Edge nodes are often overlooked in Hadoop hardware architecture discussions. This situation is unfortunate because edge nodes serve an important purpose in a Hadoop cluster, and they have hardware requirements that are different from master nodes and slave nodes.
In general, it’s a good idea to minimize deployments of administration tools on master nodes and slave nodes to ensure that critical Hadoop services like the NameNode have as little competition for resources as possible.
You should avoid placing a data transfer utility like Sqoop on anything but an edge node, as the high data transfer volumes could risk the ability of Hadoop services on the same node to communicate. The messages Hadoop services exchange are their lifeblood, so high latency means the whole node could be cut off from the cluster.
The figure shows two edge nodes, but for many Hadoop clusters a single edge node would suffice. Additional edge nodes are most commonly needed when the volume of data being transferred in or out of the cluster is too much for a single server to handle.
For edge nodes in a Hadoop cluster, use enterprise class storage. For edge nodes focused on administration tools and running client applications, use four 900GB SAS drives, along with a RAID HDD controller configured for RAID 1+0.
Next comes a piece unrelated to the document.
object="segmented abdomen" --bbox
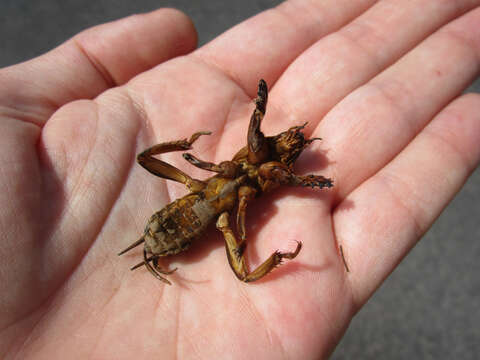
[144,193,217,256]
Edge nodes oriented to ingesting data obviously need much more storage space, so you can add drives to the edge node. In this case, use LFF SAS drives because much higher capacities are available, as compared to smaller form-factor SAS drives.
A general-purpose edge node would be well served by a processor configuration similar to one used for slave nodes — specifically, a dual-socket server with Ivy Bridge processors clocked at between 2 and 2.5GHz.
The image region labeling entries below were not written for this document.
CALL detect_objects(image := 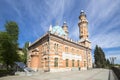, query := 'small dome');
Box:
[51,25,66,36]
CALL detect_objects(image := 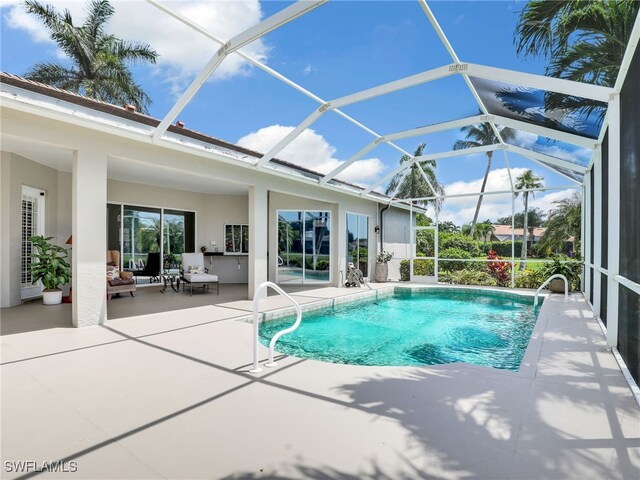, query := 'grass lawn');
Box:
[474,257,546,270]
For most workloads on edge nodes, 48GB of RAM is sufficient.
To enable communication between the outside network and the Hadoop cluster, edge nodes need to be multi-homed into the private subnet of the Hadoop cluster as well as into the corporate network.
A multi-homed computer is one that has dedicated connections to multiple networks. This is a practical illustration of why edge nodes are perfectly suited for interaction with the world outside the Hadoop cluster. Keeping your Hadoop cluster in its own private subnet is an excellent practice, so these edge nodes serve as a controlled window inside the cluster.
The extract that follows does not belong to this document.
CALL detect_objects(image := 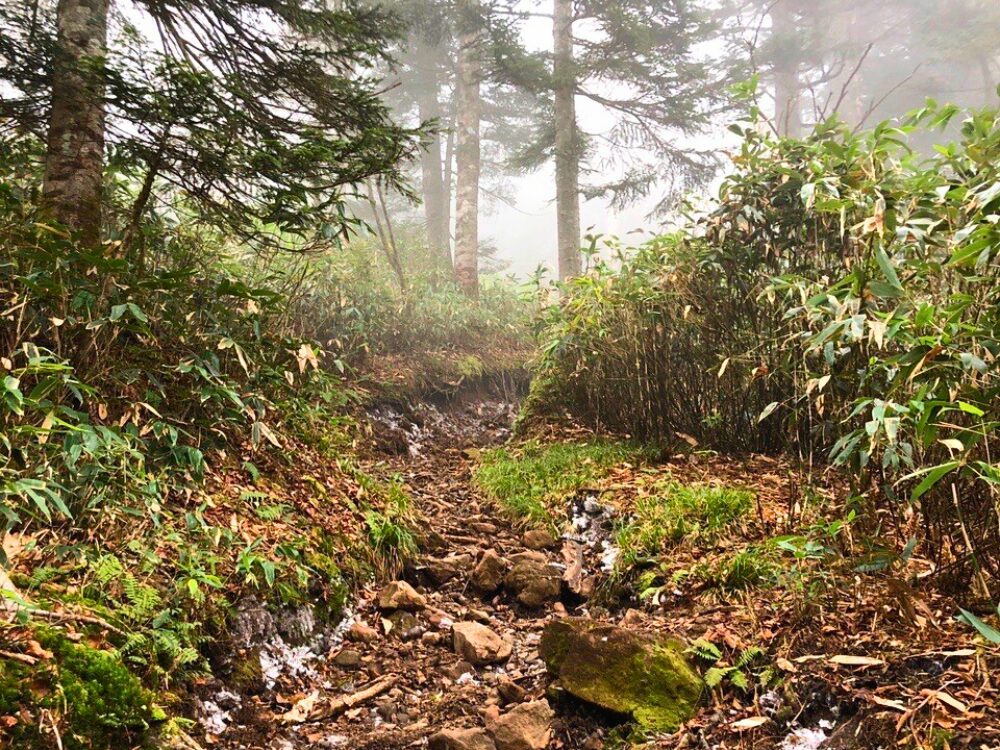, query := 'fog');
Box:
[387,0,1000,276]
For edge nodes that serve the purpose of running client applications or administration tools, two pairs of bonded 1GbE network connections are recommended: one pair to connect to the Hadoop cluster and another pair for the outside network.
Edge nodes oriented to handling high inbound and outbound data transfer rates will need two (or more) pairs of bonded 10GbE network connectors: one pair to connect to the Hadoop cluster and another pair for the outside network or specific data ingest sources.